Kinds of mutations found when a shuttle vector containing adducts of 1,6-dinitropyrene replicates in human cells

Abstract

To gain insight into the mechanisms by which carcinogens induce mutations in human cells, we have been comparing the frequency and spectrum of mutations induced when a shuttle vector, pS189, carrying covalently bound residues of structurally related carcinogens, replicates in human 293 cells.
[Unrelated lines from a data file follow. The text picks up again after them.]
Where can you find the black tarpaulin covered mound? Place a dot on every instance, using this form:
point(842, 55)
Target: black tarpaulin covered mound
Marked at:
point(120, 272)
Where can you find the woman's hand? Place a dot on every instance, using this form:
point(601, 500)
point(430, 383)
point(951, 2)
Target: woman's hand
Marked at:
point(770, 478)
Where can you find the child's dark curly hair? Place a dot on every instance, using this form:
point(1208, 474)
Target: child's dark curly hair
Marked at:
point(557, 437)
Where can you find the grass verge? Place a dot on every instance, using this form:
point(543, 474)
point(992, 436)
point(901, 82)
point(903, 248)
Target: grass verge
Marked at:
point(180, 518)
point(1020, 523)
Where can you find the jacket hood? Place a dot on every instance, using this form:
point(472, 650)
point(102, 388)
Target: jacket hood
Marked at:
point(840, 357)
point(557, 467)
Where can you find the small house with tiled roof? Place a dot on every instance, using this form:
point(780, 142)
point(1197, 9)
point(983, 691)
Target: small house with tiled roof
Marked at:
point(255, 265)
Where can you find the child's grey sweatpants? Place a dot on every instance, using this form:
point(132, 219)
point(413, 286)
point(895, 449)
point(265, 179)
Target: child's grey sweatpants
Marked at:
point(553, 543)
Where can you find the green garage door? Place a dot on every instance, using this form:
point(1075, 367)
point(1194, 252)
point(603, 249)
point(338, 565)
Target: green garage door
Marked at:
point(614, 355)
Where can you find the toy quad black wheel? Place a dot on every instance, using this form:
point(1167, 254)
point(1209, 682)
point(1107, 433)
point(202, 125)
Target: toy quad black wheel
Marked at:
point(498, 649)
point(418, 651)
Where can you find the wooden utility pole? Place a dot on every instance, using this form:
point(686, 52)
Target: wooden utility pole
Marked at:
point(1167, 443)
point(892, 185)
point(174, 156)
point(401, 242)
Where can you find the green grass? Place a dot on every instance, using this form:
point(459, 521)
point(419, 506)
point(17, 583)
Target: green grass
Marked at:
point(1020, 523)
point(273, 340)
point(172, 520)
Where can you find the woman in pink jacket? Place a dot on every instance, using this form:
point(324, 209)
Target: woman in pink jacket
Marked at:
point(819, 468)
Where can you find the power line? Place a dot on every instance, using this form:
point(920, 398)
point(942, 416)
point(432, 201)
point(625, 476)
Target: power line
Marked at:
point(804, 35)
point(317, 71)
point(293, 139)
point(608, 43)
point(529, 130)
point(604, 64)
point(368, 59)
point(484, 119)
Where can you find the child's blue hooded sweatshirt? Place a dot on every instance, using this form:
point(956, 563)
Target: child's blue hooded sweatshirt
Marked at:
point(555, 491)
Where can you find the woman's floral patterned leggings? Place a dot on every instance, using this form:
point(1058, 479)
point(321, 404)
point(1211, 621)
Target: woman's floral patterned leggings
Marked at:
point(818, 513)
In the present study, we investigated the mutagenic effects of N-hydroxy-1-amino-6-nitropyrene, a partially reduced derivative of 1,6-dinitropyrene (1,6-DNP). The results were compared with what was found previously in the same assay with N-hydroxy-1-aminopyrene, the partially reduced derivative of 1-nitropyrene. The shuttle vector plasmids were exposed to tritiated 1-nitro-6-nitrosopyrene for 1 h in the presence of ascorbic acid, which served as a reducing agent to generate N-hydroxy-1-amino-6-nitropyrene. 32P-Postlabeling showed that only a single adduct was formed, i.e. N-(deoxyguanosin-8-yl)-1-amino-6-nitropyrene. There was a linear increase in the number of adducts per plasmid as a function of applied concentration and also in the frequency of supF mutants as a function of adducts per plasmid, reaching 58.8 x 10(-4) above a background of 0.8 x 10(-4). When the frequency of mutants induced when plasmids carrying residues of 1,6-DNP replicated in the human cells was compared with that induced by 1-NP residues, the former was 1.8 times more mutagenic than the latter. Both carcinogens induced mainly base substitutions, primarily G.C----T.A transversions; but 1,6-DNP adducts produced a significant fraction of -1 frameshifts, with most of these located in a unique run of five Gs in the gene. Polymerase termination reactions indicated that 1,6-DNP adducts were formed at every guanine, but not elsewhere in the gene. The 'hot spots' for adduct formation were not perfectly correlated with 'hot spots' for mutation induction. This indicates that the ultimate biological effect of the chemical depends not only on the number of adducts originally formed, but also on such processes as cellular DNA repair, which may remove such adducts from the plasmids before DNA replication occurs, as well as on the structure of the neighboring bases at the site of the adduct.